Le « transfert de compétence » de l’admissibilité n’a pas été accepté aisément à Sciences Po où les conseils comme les cadres sont jaloux de ces prérogatives et ne souhaitent pas que l’établissement soit dessaisi d’une telle responsabilité. Pour les enseignants des lycées aussi, la formule n’était pas sans susciter quelque crainte, tant elle rompait avec les habitudes. Il s’agissait de porter un regard neuf sur l’élève. Le professeur de sciences économiques et sociales n’avait plus à évaluer le lycéen par le seul prisme de sa discipline, de même pour l’enseignant d’anglais, de philosophie ou de mathématiques. Il fallait appréhender une personnalité dans son entier, avec la singularité de son cheminement personnel : les stages, les petits boulots, les centres d’intérêts, les passions ; les réussites, mais aussi les échecs et les obstacles surmontés. Et cela, en plus de l’examen minutieux du parcours scolaire, des bulletins trimestriels de la seconde à la terminale, de l’avis motivé des enseignants.

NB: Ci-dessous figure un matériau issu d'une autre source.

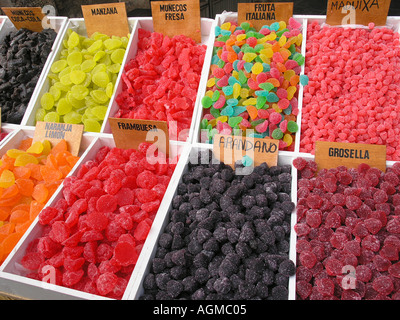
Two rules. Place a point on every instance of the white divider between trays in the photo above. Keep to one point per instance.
(146, 23)
(20, 285)
(78, 25)
(12, 274)
(59, 25)
(161, 221)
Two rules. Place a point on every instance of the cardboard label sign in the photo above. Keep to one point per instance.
(260, 14)
(229, 149)
(173, 18)
(54, 132)
(107, 18)
(129, 133)
(333, 154)
(25, 17)
(357, 12)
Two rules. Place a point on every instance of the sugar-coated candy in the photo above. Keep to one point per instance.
(22, 58)
(352, 97)
(161, 81)
(224, 238)
(263, 72)
(30, 176)
(96, 230)
(346, 245)
(81, 81)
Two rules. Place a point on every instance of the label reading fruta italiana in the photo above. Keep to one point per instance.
(230, 149)
(130, 133)
(333, 154)
(260, 14)
(173, 18)
(54, 132)
(107, 18)
(357, 12)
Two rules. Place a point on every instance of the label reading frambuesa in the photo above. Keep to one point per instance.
(173, 18)
(333, 154)
(130, 133)
(229, 149)
(260, 14)
(54, 132)
(107, 18)
(360, 12)
(25, 17)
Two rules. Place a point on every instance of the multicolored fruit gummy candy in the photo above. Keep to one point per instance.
(353, 94)
(348, 231)
(82, 80)
(161, 82)
(29, 177)
(93, 234)
(254, 82)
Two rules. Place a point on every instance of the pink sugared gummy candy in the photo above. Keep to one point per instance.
(347, 230)
(353, 90)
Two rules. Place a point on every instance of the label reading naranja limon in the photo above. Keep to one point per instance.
(54, 132)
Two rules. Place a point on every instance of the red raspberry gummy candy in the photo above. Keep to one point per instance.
(106, 282)
(383, 284)
(125, 252)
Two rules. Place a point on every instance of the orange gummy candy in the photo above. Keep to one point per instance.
(40, 193)
(25, 186)
(25, 144)
(59, 147)
(29, 176)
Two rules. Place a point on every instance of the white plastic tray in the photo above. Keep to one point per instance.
(162, 220)
(12, 274)
(232, 16)
(78, 25)
(207, 38)
(59, 23)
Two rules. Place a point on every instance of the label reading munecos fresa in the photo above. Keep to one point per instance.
(173, 11)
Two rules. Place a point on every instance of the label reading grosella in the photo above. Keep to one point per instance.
(230, 149)
(173, 18)
(333, 154)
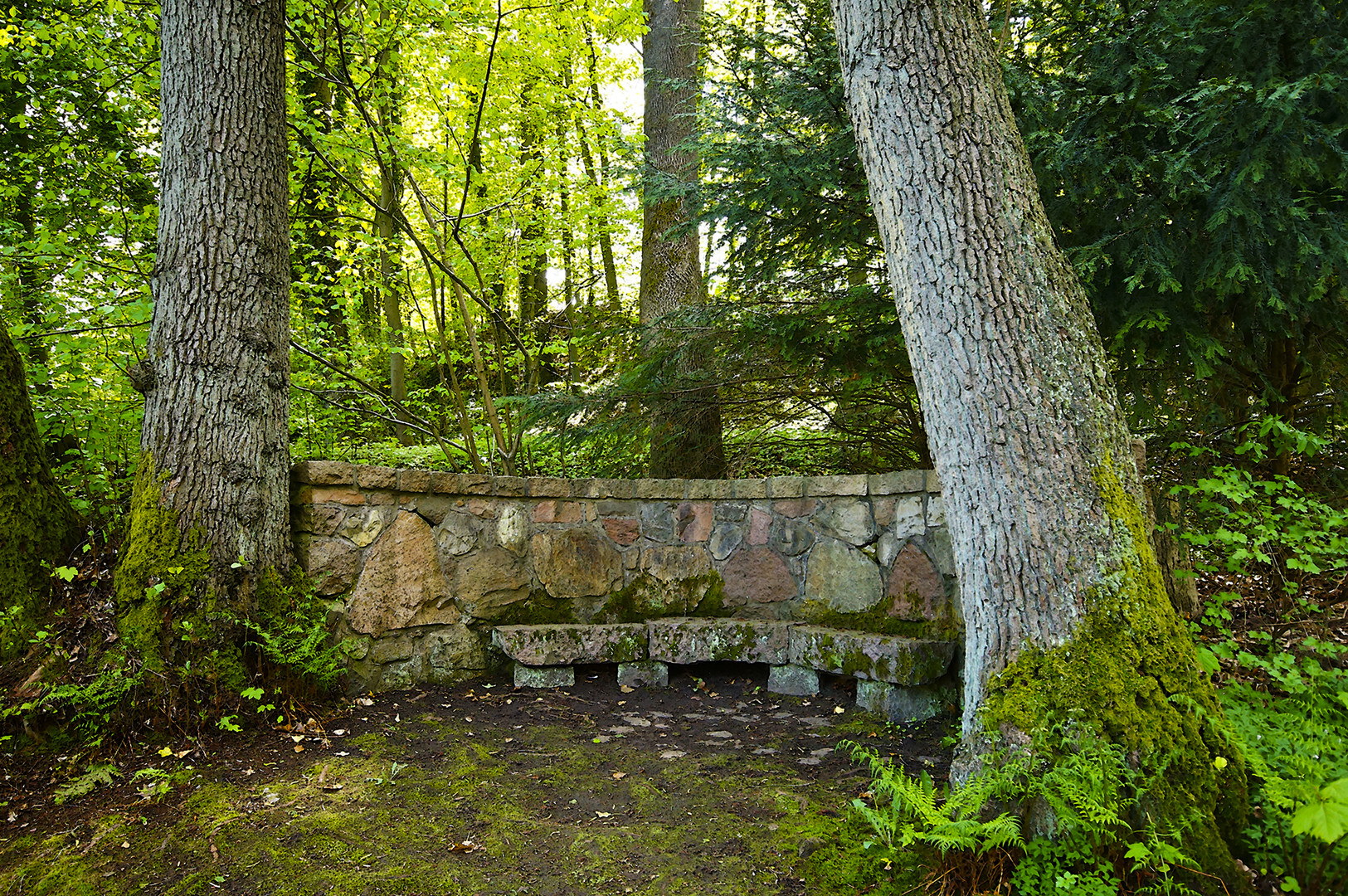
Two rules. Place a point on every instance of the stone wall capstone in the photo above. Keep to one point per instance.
(420, 566)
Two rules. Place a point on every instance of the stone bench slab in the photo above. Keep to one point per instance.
(718, 640)
(565, 645)
(882, 658)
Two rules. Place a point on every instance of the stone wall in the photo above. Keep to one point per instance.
(421, 565)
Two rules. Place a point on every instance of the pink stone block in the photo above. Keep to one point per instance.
(758, 576)
(621, 530)
(761, 522)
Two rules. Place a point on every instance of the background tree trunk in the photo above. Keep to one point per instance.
(685, 426)
(211, 504)
(1067, 616)
(36, 522)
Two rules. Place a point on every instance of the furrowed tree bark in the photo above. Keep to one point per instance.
(1067, 616)
(686, 423)
(211, 505)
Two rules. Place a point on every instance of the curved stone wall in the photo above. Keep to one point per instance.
(421, 565)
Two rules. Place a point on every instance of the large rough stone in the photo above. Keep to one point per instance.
(513, 528)
(399, 675)
(576, 562)
(847, 519)
(657, 522)
(459, 533)
(560, 512)
(843, 577)
(623, 530)
(888, 548)
(562, 645)
(897, 483)
(332, 562)
(694, 520)
(363, 528)
(916, 587)
(675, 563)
(715, 640)
(883, 658)
(732, 511)
(761, 523)
(793, 680)
(321, 519)
(545, 675)
(485, 582)
(726, 538)
(453, 654)
(936, 511)
(791, 537)
(645, 673)
(392, 647)
(402, 584)
(757, 576)
(909, 518)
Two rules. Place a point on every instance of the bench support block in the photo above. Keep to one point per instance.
(651, 673)
(545, 675)
(899, 704)
(794, 680)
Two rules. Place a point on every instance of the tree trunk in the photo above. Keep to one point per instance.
(211, 505)
(1065, 612)
(316, 261)
(36, 523)
(390, 244)
(686, 425)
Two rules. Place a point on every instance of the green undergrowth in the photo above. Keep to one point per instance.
(1131, 675)
(1061, 816)
(550, 811)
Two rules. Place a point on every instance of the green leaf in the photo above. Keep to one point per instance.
(1326, 816)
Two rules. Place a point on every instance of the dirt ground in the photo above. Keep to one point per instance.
(709, 786)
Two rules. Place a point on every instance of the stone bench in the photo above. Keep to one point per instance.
(895, 674)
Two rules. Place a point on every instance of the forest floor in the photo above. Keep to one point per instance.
(709, 786)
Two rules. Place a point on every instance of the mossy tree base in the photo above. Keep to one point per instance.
(36, 523)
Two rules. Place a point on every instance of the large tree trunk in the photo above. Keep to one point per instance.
(1065, 612)
(686, 425)
(36, 523)
(211, 505)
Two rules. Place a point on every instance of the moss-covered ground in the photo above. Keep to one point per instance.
(711, 786)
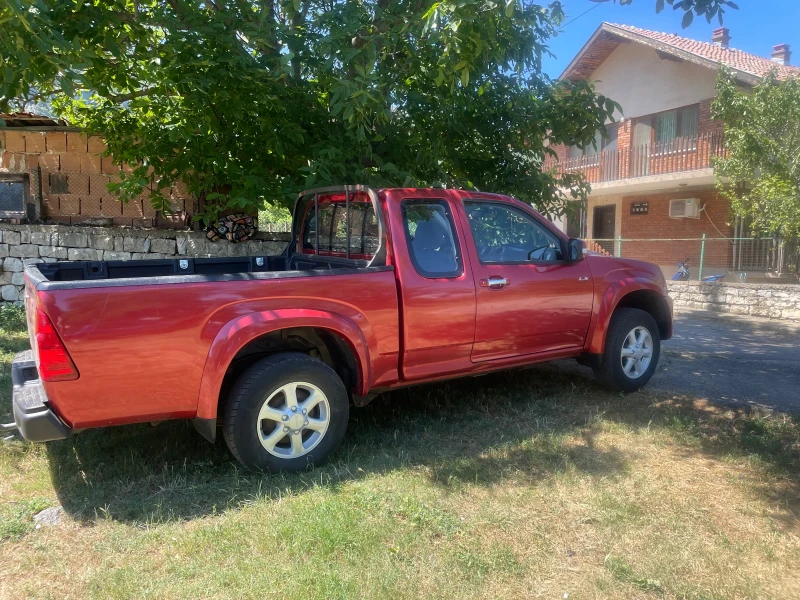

Souvenons-nous du travail de « repérage » effectué par les instituteurs de la Troisième République, lorsque ceux-ci proposaient la candidature d’un de leurs élèves pour une bourse de l’enseignement secondaire à l’époque où ces cycles d’études étaient encore réservés à une élite sociale [2]. A-t-on oublié l’engagement des « hussards de la République » ? Se souvient-on des potentiels qu’ils ont su repérer, des milliers de personnalités qu’ils ont su faire éclore, des talents ainsi révélés qui irriguèrent par la suite la société française ? Or, dans cette France rurale, il était difficile de convaincre les familles paysannes qu’il était plus important de confier son enfant au lycée plutôt que de garder ses bras pour les travaux des champs. Aujourd’hui où sont les enjeux ? Où s’est déplacé le front sur lequel se joue l’avenir de la société française ? Où sont les « hussards » du XXIe siècle, si ce n’est dans les quartiers où le taux de chômage est trois ou quatre fois supérieur à la moyenne nationale, où tant de talents restent en friche ?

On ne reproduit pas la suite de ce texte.